OCR C4 (Core Mathematics 4) 2013 January

1 Find \(\int x \cos 3 x \mathrm {~d} x\).

2 Find the first three terms in the expansion of \(( 9 - 16 x ) ^ { \frac { 3 } { 2 } }\) in ascending powers of \(x\), and state the set of values for which this expansion is valid.

3 The equation of a curve is \(x y ^ { 2 } = x ^ { 2 } + 1\). Find \(\frac { \mathrm { d } y } { \mathrm {~d} x }\) in terms of \(x\) and \(y\), and hence find the coordinates of the stationary points on the curve.

4 The equations of two lines are $$\mathbf { r } = \mathbf { i } + 2 \mathbf { j } + \lambda ( 2 \mathbf { i } + \mathbf { j } + 3 \mathbf { k } ) \text { and } \mathbf { r } = 6 \mathbf { i } + 8 \mathbf { j } + \mathbf { k } + \mu ( \mathbf { i } + 4 \mathbf { j } - 5 \mathbf { k } ) .$$

1. Show that these lines meet, and find the coordinates of the point of intersection.
2. Find the acute angle between these lines.

5 The parametric equations of a curve are $$x = 2 + 3 \sin \theta \text { and } y = 1 - 2 \cos \theta \text { for } 0 \leqslant \theta \leqslant \frac { 1 } { 2 } \pi$$

1. Find the coordinates of the point on the curve where the gradient is \(\frac { 1 } { 2 }\).
2. Find the cartesian equation of the curve.

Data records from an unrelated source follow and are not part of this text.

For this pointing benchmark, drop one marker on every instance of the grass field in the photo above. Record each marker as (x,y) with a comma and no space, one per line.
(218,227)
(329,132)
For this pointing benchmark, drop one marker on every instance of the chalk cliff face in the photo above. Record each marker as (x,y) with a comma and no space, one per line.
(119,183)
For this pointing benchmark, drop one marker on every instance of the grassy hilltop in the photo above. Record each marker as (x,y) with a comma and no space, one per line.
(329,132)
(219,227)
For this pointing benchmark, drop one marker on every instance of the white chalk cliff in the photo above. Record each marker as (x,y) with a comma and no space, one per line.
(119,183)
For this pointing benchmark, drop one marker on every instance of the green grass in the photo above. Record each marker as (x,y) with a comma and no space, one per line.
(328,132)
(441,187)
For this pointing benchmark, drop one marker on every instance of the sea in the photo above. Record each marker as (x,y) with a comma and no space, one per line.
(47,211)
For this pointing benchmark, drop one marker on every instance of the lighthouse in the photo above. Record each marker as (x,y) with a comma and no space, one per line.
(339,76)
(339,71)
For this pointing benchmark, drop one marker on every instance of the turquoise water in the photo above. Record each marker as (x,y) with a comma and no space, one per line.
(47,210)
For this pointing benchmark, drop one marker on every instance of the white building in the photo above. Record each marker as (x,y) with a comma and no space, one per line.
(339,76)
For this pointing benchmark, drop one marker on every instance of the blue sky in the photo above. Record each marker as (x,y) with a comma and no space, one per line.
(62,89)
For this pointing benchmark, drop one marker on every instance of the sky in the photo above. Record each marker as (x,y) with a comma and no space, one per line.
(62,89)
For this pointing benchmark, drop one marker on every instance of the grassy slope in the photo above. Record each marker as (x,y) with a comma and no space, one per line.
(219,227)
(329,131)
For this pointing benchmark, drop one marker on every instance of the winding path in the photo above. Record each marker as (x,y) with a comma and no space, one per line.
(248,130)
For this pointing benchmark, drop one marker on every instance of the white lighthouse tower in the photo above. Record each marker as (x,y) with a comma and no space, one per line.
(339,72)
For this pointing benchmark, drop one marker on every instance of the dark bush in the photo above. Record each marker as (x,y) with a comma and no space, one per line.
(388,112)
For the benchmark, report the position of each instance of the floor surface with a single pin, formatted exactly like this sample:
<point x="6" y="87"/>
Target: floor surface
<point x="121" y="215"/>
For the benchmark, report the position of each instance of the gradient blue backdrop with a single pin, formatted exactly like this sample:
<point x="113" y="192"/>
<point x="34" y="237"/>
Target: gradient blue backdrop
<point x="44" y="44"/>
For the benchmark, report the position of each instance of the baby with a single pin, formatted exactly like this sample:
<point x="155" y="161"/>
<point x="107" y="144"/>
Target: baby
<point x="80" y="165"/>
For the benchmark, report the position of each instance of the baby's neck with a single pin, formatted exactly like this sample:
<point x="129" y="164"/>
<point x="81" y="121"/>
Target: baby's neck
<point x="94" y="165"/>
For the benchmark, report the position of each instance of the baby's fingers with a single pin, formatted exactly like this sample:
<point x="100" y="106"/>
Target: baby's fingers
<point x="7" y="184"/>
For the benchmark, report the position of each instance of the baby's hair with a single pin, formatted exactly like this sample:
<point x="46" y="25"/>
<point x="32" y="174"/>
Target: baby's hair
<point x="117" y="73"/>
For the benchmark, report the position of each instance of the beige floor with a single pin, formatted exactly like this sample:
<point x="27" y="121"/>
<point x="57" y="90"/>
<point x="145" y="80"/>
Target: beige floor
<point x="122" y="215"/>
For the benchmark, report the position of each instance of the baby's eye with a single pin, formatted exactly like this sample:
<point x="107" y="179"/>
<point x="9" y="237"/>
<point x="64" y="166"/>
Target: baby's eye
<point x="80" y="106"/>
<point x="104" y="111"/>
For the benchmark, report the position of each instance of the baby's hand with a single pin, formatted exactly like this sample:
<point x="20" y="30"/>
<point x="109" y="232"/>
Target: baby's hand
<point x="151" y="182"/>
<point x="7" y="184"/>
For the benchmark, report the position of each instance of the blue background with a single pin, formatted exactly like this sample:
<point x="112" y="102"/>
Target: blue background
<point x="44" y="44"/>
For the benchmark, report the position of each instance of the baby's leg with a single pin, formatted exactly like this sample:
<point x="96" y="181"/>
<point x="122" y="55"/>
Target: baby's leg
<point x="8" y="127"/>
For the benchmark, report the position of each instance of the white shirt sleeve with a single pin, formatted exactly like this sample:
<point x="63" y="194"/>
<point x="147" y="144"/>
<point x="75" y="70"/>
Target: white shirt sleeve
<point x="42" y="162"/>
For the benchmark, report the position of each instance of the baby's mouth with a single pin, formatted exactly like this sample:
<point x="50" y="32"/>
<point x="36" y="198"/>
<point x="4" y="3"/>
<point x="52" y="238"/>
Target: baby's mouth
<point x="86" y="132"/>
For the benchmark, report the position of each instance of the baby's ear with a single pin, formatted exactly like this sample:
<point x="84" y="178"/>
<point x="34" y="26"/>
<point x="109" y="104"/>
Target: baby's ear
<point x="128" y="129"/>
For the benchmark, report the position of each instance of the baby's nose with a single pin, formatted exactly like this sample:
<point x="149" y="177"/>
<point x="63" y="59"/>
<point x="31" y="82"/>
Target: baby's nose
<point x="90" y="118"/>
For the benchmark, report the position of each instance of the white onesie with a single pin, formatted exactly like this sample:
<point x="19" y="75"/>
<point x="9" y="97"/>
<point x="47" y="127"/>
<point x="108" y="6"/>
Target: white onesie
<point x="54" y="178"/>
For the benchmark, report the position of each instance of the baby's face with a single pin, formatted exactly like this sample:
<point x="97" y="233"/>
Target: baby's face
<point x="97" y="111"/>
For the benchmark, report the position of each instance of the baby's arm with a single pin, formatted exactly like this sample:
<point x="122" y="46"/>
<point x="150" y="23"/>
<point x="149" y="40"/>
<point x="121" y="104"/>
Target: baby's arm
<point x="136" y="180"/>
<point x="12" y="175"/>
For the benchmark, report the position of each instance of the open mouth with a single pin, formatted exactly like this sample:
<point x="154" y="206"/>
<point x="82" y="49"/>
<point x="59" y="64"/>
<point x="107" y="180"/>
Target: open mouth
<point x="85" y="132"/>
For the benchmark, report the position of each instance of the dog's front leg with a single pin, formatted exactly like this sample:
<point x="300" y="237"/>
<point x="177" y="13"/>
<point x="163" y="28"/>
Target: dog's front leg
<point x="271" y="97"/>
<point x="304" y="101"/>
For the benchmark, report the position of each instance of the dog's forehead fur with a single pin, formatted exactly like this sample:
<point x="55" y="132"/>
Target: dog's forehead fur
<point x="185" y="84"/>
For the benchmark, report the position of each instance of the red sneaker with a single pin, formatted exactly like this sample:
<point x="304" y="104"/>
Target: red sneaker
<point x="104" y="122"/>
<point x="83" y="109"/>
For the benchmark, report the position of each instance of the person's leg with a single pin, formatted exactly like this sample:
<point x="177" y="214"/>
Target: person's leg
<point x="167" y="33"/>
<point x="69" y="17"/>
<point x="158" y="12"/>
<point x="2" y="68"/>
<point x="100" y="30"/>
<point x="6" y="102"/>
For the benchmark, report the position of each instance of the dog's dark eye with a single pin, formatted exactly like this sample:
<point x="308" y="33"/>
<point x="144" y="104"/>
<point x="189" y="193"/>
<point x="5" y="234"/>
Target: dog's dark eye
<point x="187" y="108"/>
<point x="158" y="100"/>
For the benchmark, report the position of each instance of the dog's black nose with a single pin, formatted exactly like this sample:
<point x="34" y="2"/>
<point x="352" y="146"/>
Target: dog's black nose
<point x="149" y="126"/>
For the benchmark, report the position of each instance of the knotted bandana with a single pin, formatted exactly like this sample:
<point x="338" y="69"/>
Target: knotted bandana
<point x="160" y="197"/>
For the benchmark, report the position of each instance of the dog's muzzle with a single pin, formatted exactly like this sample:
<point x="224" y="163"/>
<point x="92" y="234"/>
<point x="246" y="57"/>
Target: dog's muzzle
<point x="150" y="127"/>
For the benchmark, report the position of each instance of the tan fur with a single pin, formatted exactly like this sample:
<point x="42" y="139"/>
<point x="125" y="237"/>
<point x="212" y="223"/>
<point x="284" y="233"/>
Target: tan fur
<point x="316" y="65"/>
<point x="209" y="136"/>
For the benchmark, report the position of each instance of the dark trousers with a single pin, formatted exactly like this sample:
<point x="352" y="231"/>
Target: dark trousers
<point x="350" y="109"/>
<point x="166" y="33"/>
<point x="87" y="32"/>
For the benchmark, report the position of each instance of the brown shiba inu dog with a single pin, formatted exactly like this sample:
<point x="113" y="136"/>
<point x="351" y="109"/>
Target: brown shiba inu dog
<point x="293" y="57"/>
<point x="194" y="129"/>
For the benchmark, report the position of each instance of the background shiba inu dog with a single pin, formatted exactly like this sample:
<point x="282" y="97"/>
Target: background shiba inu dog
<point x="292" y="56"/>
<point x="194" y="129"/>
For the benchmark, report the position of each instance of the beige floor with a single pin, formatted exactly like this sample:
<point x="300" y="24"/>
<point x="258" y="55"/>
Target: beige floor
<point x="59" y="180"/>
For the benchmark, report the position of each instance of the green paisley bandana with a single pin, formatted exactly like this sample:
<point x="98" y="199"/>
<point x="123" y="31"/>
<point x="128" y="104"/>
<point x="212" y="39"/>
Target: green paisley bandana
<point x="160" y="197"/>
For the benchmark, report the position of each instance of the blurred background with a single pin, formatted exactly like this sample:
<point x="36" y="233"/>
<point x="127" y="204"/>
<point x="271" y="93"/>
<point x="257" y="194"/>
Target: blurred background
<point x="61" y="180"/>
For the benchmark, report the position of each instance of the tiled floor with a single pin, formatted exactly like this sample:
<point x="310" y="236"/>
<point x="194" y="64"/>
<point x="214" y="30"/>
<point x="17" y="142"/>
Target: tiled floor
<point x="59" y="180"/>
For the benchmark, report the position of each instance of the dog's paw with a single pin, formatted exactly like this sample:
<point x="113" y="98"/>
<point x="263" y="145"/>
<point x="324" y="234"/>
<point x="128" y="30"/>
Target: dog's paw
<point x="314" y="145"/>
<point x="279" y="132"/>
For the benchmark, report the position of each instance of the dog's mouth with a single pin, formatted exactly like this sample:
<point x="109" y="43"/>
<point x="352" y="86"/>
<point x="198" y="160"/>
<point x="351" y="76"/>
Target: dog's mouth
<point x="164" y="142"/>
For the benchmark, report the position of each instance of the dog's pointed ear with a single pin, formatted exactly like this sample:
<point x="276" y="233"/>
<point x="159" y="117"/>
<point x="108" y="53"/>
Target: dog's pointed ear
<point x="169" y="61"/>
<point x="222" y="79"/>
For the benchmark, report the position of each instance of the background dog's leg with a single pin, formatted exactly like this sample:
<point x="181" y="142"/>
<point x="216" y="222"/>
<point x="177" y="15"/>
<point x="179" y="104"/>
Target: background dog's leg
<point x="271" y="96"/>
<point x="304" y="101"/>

6 Use the substitution \(u = 2 x + 1\) to evaluate \(\int _ { 0 } ^ { \frac { 1 } { 2 } } \frac { 4 x - 1 } { ( 2 x + 1 ) ^ { 5 } } \mathrm {~d} x\).

7

1. Given that \(y = \ln ( 1 + \sin x ) - \ln ( \cos x )\), show that \(\frac { \mathrm { d } y } { \mathrm {~d} x } = \frac { 1 } { \cos x }\).
2. Using this result, evaluate \(\int _ { 0 } ^ { \frac { 1 } { 3 } \pi } \sec x \mathrm {~d} x\), giving your answer as a single logarithm.

8 The points \(A ( 3,2,1 ) , B ( 5,4 , - 3 ) , C ( 3,17 , - 4 )\) and \(D ( 1,6,3 )\) form a quadrilateral \(A B C D\).

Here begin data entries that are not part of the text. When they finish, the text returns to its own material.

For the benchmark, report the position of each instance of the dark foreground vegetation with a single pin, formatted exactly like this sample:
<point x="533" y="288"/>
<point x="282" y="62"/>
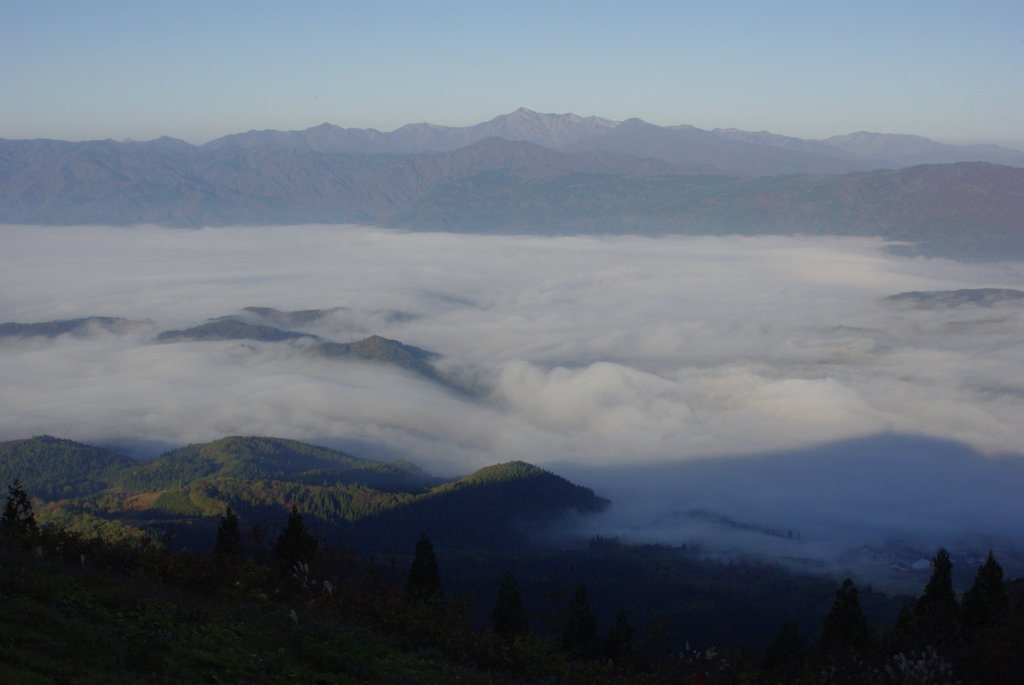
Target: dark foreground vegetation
<point x="78" y="609"/>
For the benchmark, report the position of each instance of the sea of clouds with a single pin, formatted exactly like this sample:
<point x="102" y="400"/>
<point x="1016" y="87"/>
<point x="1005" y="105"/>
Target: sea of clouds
<point x="592" y="353"/>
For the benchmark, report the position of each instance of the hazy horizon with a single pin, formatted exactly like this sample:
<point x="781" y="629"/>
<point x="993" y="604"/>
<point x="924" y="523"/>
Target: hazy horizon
<point x="198" y="72"/>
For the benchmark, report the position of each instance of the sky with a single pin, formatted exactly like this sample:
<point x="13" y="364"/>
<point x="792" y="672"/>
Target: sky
<point x="949" y="71"/>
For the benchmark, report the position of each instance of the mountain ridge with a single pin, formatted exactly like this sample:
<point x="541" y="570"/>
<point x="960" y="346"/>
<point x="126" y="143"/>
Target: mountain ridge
<point x="375" y="506"/>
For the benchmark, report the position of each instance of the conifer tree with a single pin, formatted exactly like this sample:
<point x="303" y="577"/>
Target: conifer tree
<point x="17" y="518"/>
<point x="228" y="534"/>
<point x="295" y="543"/>
<point x="845" y="626"/>
<point x="580" y="631"/>
<point x="508" y="616"/>
<point x="424" y="582"/>
<point x="986" y="602"/>
<point x="939" y="597"/>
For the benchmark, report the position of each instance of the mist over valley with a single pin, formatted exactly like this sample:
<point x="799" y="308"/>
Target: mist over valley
<point x="721" y="391"/>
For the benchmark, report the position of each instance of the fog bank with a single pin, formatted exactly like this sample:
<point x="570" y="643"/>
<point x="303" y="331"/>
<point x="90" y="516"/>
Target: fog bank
<point x="598" y="351"/>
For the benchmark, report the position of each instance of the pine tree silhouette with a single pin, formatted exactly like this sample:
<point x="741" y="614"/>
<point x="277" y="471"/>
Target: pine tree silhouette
<point x="845" y="627"/>
<point x="424" y="581"/>
<point x="17" y="518"/>
<point x="939" y="597"/>
<point x="580" y="631"/>
<point x="508" y="616"/>
<point x="295" y="543"/>
<point x="986" y="602"/>
<point x="228" y="534"/>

1. Show that \(A B = A D\).
2. Find a vector equation of the line through \(A\) and the mid-point of \(B D\).
3. Show that \(C\) lies on the line found in part (ii).
4. What type of quadrilateral is \(A B C D\) ?

9 The temperature of a freezer is \(- 20 ^ { \circ } \mathrm { C }\). A container of a liquid is placed in the freezer. The rate at which the temperature, \(\theta ^ { \circ } \mathrm { C }\), of a liquid decreases is proportional to the difference in temperature between the liquid and its surroundings. The situation is modelled by the differential equation $$\frac { \mathrm { d } \theta } { \mathrm {~d} t } = - k ( \theta + 20 ) ,$$ where time \(t\) is in minutes and \(k\) is a positive constant.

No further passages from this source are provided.